Stanford University

News Service


NEWS RELEASE

11/4/98

CONTACT: James Robinson, News Service (650) 723-5675;

e-mail jamesrob@stanford.edu

Task force appointed to study grievance, disciplinary procedures

Citing faculty grievance and discipline procedures that have become increasingly time consuming and expensive, President Gerhard Casper has announced the formation of a top-level task force charged with making specific recommendations to streamline the system.

Casper made the announcement during his Oct. 29 State of the University address before faculty, staff and students at Kresge Auditorium. He used the address to decry the increase in litigiousness at Stanford that reflects a trend in society as a whole.

From 1990 to 1995, the provost's office received two to three faculty grievances a year, Casper said. But in the last academic year that number grew to 10.

"While some might view this as a small number, it nevertheless provides reason to worry," he said.

Dealing with the grievances and discipline cases, especially under current procedures, takes time and money. Casper noted that a recent study showed that legal defense costs for private colleges and universities nationwide had risen 250 percent in only five years, from an average of $70,000 per claim in 1992 to $175,000 last year.

"If depositions in a single case can consume 10 percent of a university president's official working hours during an entire quarter ­ and the president I'm referring to is myself ­ and if dedicated university deans, faculty and staff must accept being personally attacked by a plaintiff's lawyer for days on end, the effect on the individuals and the institution is debilitating, indeed," Casper said.

While acknowledging there was little Stanford could do about the increasingly "excessive and overreaching legal system," Casper, himself a lawyer, said university procedures add to the problem by being too cumbersome and leaving grievants, respondents and the university in limbo for too long. "My point does not pertain to rights, or asserting rights, but to the manner in which we adjudicate them within the university," he said.

Under current procedures, grievances are initially reviewed by the dean, and a faculty or senior staff member is often asked to undertake an independent fact-finding review. That review is followed by the preparation of a report, which can take another 60 days. The report then goes to the dean for a decision. If the dean denies the grievance, there are additional levels of appeal, including the provost and in many instances the president.

"At each of these stages, an independent reviewer again might be appointed, and often might start an investigation all over again," Casper said.

"Our estimate is that the handling of a grievance that is complex and appealed through the various levels will take from 350 to more than 500 hours of faculty and staff time. Further, a lawsuit often is brought in such cases, adding from 50 to several hundred hours of attorney time per side and, in one or two of the more extreme cases, actually as much as 9,000 hours. Attorneys are not free, and I would remind you that every dollar spent defending the university against lawsuits is taken away from much more productive academic uses," he added.

Casper suggested that "a greatly simplified university process would continue to assure the full protection of academic freedom and due process, without the current substantial costs to the faculty members who are at the center of the decision-making process."

Like faculty grievances, faculty discipline cases also consume a great deal of time, Casper said. Under current procedures, after an investigation is launched a dean brings to the president allegations of wrongdoing. It is the president who charges a faculty member. The president and the faculty member charged may then engage in a type of plea bargaining. If no agreement is reached, the case goes to the Advisory Board and then back to the president.

"I cannot even begin to suggest to you how time consuming all of this is," Casper said.

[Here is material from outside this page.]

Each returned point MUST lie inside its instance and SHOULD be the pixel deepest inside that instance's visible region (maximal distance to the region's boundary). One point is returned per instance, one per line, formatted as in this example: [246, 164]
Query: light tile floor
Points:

"Starting, properly, with a presumption of innocence, the president is in a difficult position: He or she -- I am using this form of reference to make clear that I am not concerned about my personal lot but about the institution -- must develop an independent sense of what happened at the school level and is, of course, given conflicting versions. If the president were a judge, this kind of adjudication would be his or her job. The president's job, however, is to lead a rather complex educational institution with, this year, an annual budget of $2.25 billion (including hospitals and clinics). If the president carves out the time needed to perform the judicial assignment conscientiously, it is at great expense to nearly every other duty to the university, and its faculty, students and staff. Conversely, if the president does not set almost everything else aside, charges of foot-dragging can come from accuser and accused alike."

Casper said perhaps the power to charge faculty under the disciplinary rules should be transferred to deans of the various schools and new approaches to the fact-finding process should be considered.

Casper used his address to name the members of the task force: Provost Condoleezza Rice; the current chair of the Advisory Board, Professor Robert Simoni of biological sciences; the three most recent Advisory Board chairs, Professors James Sheehan of history, Bradley Efron of statistics and Frances Conley of neurosurgery; and Professor Michael Bratman of philosophy as a faculty member at large. Casper also will sit on the panel.

Any proposed changes to current rules would require approval of the Faculty Senate and the Board of Trustees.

Casper's appointment of a task force comes on the heels of the drawn-out discipline case against Dr. Adolph Pfefferbaum, who was charged with neglect of duty after leaving a post at the Palo Alto Veterans Administration Medical Center. On the recommendation of the Advisory Board, Casper suspended Pfefferbaum for three years and fined him $20,000. Pfefferbaum has sued in an attempt to overturn the decision.